Mayflies are large, flying insects that live near water. Growing up to an inch long, mayflies can live for 18 months to two years. The mayfly possesses up to three tails and long, triangular wings. Killing mayflies is possible through several different means, although fogging and using heavy insecticides are not practical. Both of the latter methods put live vegetation at risk.
Set up glue traps. Arrange glue traps on counter tops, door frames or walls. Flies land and stick -- unable to get free. Discard and replace with fresh devices when flies cover the entire surface area of the trap.
Make a bottle lure. Clean and cut off the top third of a 2-liter soda bottle. Remove the lid. Measure and cut a piece of screen to place on top of the bottle opening. Secure the screen with tape. Slice a small opening into the screen. Pour 1/2 inch of soda or syrup in the bottom two-thirds of the bottle. Turn the top third upside down and place on top of the bottom two-thirds.
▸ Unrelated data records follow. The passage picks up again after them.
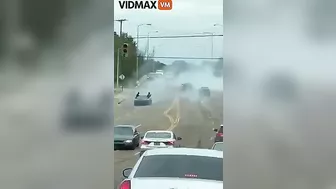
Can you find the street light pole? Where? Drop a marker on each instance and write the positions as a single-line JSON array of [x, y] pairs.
[[118, 64], [212, 41], [118, 56], [137, 50], [148, 48]]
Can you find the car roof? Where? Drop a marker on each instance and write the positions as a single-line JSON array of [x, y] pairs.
[[132, 126], [184, 151], [218, 143], [159, 131]]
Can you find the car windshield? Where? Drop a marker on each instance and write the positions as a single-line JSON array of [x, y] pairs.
[[181, 166], [158, 135], [218, 146], [123, 131]]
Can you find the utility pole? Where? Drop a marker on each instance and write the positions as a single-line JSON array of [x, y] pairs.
[[120, 26], [118, 64], [118, 56], [137, 50], [153, 54]]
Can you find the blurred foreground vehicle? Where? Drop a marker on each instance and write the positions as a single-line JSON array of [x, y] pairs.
[[143, 100], [79, 113], [126, 137], [219, 134], [159, 139], [186, 87], [218, 146], [204, 92], [176, 168]]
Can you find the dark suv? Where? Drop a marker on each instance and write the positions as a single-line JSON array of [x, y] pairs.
[[219, 134]]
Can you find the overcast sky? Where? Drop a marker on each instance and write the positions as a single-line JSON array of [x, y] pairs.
[[187, 17]]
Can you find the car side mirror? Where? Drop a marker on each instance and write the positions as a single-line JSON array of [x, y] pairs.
[[127, 172]]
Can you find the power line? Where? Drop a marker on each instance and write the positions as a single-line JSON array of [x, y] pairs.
[[181, 36], [190, 58]]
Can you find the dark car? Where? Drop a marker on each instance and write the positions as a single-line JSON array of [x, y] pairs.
[[219, 134], [126, 137], [186, 86], [79, 113], [204, 92], [143, 100]]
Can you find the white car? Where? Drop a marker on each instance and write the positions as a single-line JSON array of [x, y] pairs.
[[159, 139], [176, 168]]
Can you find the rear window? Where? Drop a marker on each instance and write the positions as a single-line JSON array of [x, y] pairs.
[[123, 131], [158, 135], [218, 146], [181, 166]]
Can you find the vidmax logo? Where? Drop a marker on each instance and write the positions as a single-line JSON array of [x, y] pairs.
[[159, 4]]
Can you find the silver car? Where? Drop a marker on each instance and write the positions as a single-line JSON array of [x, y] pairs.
[[218, 146], [159, 139], [176, 168]]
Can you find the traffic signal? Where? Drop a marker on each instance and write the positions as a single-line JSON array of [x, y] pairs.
[[125, 50]]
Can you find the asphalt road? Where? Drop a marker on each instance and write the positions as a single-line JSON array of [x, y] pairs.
[[187, 118]]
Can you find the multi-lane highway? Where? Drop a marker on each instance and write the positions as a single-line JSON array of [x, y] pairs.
[[186, 117]]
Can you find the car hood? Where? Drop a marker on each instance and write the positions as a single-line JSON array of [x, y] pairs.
[[175, 183], [122, 137]]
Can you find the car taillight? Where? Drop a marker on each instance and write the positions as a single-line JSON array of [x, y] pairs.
[[144, 142], [126, 184], [220, 134]]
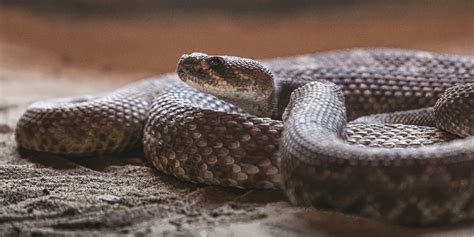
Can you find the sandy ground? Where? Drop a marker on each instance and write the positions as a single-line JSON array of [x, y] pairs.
[[44, 57]]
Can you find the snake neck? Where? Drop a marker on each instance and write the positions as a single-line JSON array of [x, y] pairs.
[[261, 105]]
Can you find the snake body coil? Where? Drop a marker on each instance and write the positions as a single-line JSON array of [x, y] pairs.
[[394, 165]]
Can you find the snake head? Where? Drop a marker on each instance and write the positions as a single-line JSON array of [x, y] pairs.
[[241, 81]]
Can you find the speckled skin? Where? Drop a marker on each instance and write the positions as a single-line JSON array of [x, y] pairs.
[[199, 138]]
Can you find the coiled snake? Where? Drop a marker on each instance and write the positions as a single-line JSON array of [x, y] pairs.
[[383, 166]]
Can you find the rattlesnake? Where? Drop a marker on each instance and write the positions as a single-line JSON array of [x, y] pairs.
[[374, 166]]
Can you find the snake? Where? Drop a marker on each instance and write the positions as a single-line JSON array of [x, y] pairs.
[[374, 132]]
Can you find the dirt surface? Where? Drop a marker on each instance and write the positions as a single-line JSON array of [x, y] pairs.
[[43, 56]]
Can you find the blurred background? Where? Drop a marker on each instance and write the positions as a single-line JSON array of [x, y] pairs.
[[147, 37]]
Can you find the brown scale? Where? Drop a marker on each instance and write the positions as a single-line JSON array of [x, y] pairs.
[[388, 172]]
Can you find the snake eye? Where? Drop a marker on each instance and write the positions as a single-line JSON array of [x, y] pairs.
[[216, 61]]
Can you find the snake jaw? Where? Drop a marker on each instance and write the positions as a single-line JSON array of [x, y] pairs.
[[240, 81]]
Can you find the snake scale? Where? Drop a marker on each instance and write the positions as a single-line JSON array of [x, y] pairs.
[[408, 158]]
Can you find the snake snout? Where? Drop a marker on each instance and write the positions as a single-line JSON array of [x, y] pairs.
[[190, 63]]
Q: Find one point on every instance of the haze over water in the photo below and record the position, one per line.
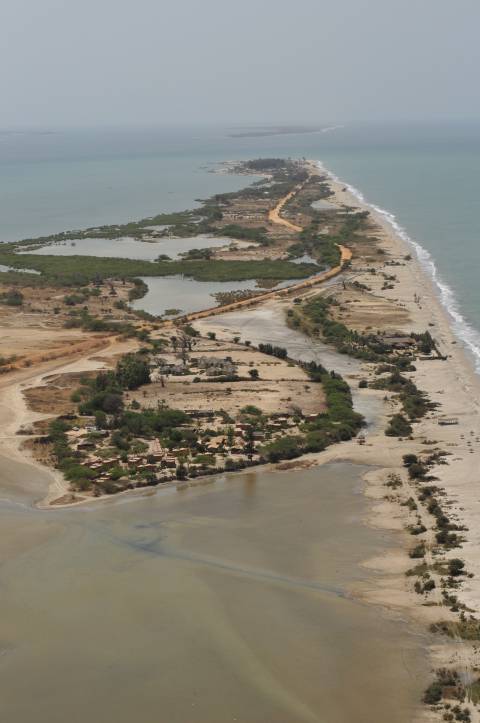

Mayflies will be attracted to the sugar, enter through the slit and become stuck inside. Take the lure with you on a boat or at a lake to distract and catch flies as you fish.
Use a fly swatter. Purchase a fly swatter from a local hardware store. Smack mayflies dead as they land on flat surfaces. Pack a fly swatter with you -- along with a can of fly repellent spray -- when spending time outside.
Plug in a fluorescent light trap outside or in basements or garages. Turn on the trap at night. Mayflies are attracted to the bright light and are electrocuted by the light trap cage. Turn off and unplug the trap during daytime hours, and sweep up the dead flies.
Install sodium vapour light bulbs on your back porch to keep mayflies at bay during June and July -- their breeding months.